FOLHA DE SP - 22/01
Na teoria e na prática, o conflito israelense-palestino mudou de natureza - e mudou para pior
LONDRES - É um hábito meu: entro na livraria Foyles, de Charing Cross, subo ao segundo piso e encaminho-me para as estantes sobre o conflito israelense-palestino. Gosto sempre de ver quais são as últimas modas do momento.
Durante anos, o cenário era o mesmo: havia livros pró-Israel; havia livros pró-Palestina.
Mas, em todos eles, existia sobretudo uma finalidade comum: a existência de dois Estados, com fronteiras seguras e reconhecidas, e com Jerusalém como capital partilhada.
A diferença estava apenas na atribuição de culpas: para uns, era Israel que não aceitava os dois Estados; para outros, eram os palestinos. Mas o paradigma dos dois Estados era a linguagem de ambas as partes.
Claro que, por cima de tudo isso, pairava o problema dos refugiados palestinos das guerras de 1948 e 1967. Para os palestinos, os refugiados (e os filhos dos filhos dos refugiados) deveriam regressar para Israel.
Para os israelenses, seria impensável aceitar o retorno de 4 milhões de palestinos a um Estado especificamente judaico.
Mas até aqui havia propostas de compromisso: alguns refugiados regressariam a Israel (ao abrigo de programas de reunificação familiar); outros seriam indenizados por suas perdas em 1948 e 1967; mas a maioria teria um novo lar em uma nova Palestina.
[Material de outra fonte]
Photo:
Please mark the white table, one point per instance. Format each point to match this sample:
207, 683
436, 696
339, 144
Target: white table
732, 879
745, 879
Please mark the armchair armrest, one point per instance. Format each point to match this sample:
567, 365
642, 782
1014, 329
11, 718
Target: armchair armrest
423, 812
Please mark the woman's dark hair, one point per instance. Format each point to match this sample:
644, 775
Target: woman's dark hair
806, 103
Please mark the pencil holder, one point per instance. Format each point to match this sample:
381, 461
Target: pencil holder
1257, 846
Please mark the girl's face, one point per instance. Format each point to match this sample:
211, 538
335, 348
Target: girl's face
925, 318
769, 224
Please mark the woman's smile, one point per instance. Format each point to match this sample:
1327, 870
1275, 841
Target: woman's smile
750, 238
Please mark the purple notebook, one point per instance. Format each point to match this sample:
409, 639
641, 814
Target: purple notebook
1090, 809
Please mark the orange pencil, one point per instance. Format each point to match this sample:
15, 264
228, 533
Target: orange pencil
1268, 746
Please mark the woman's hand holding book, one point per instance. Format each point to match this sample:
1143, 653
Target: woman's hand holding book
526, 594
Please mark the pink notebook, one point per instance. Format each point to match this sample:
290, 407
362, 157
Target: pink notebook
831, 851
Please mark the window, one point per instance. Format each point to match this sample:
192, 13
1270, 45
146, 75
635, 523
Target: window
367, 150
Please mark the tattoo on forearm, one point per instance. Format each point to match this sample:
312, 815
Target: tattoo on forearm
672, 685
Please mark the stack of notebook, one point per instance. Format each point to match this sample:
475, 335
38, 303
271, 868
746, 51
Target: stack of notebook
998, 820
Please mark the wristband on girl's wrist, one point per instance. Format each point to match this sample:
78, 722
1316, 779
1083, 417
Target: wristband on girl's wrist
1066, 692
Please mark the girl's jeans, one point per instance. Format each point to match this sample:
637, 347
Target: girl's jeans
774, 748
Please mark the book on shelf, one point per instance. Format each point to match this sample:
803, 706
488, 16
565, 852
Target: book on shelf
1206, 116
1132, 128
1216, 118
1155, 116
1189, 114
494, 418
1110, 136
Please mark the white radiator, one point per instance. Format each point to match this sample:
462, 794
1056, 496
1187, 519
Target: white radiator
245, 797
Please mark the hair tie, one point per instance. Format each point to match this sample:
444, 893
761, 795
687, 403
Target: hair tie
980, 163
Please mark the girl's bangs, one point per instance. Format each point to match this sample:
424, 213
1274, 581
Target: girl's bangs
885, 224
Fosse como fosse, repito: a cartilha do debate continuava a ser a resolução 181 das Nações Unidas recomendando o estabelecimento de dois Estados; e uma Palestina independente existiria em Gaza e na Cisjordânia, dentro das fronteiras pré-1967. Só faltava saber como chegar lá.
Algo mudou entretanto. E o que mudou foi a conversa dos dois Estados. São vários os livros que começam com o abandono da premissa. E, como bem notou a revista "The Economist" na mais recente edição, esse abandono teórico apenas reflete a situação vivida no terreno.
Para os palestinos "moderados", e mesmo para alguns israelenses progressistas, se a solução dos dois Estados falhou continuamente, talvez seja a altura de pensar um único Estado binacional para judeus e árabes. Uma ambição estimável, sem dúvidas, sobretudo se esquecermos as lições da Iugoslávia pós-Tito. Ou, melhor ainda, do Líbano "multiétnico" ali tão perto.
Para os palestinos radicais, o problema dos dois Estados nem sequer é político. É sacrílego. Como disse recentemente Khaled Meshaal, líder do Hamas, a Palestina pertence aos palestinos -e apenas aos palestinos. Israel, em suma, deve ser riscado do mapa.
Para os israelenses, vira o disco e toca o mesmo: a quimera dos dois Estados pode fazer sentido em livros de história.
Mas, na prática, essa quimera morreu em 2000 quando Arafat recusou o pacote completo: um Estado palestino independente, com Jerusalém como capital partilhada e o retorno de alguns refugiados palestinos a Israel.
Esse funeral foi seguido por outro, ainda mais brutal: em 2005, Ariel Sharon retirava unilateralmente Israel de Gaza. O passo poderia ser o início de um retirada posterior da Cisjordânia, entregando aos palestinos a autonomia dos territórios e abrindo caminho a um Estado independente.
Azar: com a emergência do Hamas em Gaza em 2006; com a guerra civil "de fato" entre várias facções palestinas em 2007; e com os foguetes do Hamas a atingir território israelense com sazonal regularidade, a retirada da Cisjordânia ficou adiada "sine die". E, com ela, qualquer possibilidade de dois Estados soberanos e independentes. Os assentamentos na Cisjordânia são apenas a cereja no topo do bolo.
Hoje, quando os israelenses forem às urnas, eles não irão apenas dar a vitória a Benjamin Netanyahu e reforçar a direita integrista de Naftali Bennett. Eles vão enterrar de uma vez por todas a conversa gasta dos dois Estados, que nenhuma das partes está mais disposta a aceitar.
Na teoria e na prática, o conflito israelense-palestino mudou de natureza -e mudou para pior. Alguém deveria informar o pessoal da livraria Foyles que existem estantes inteiras de livros sobre a matéria que hoje só fazem sentido no latão do lixo.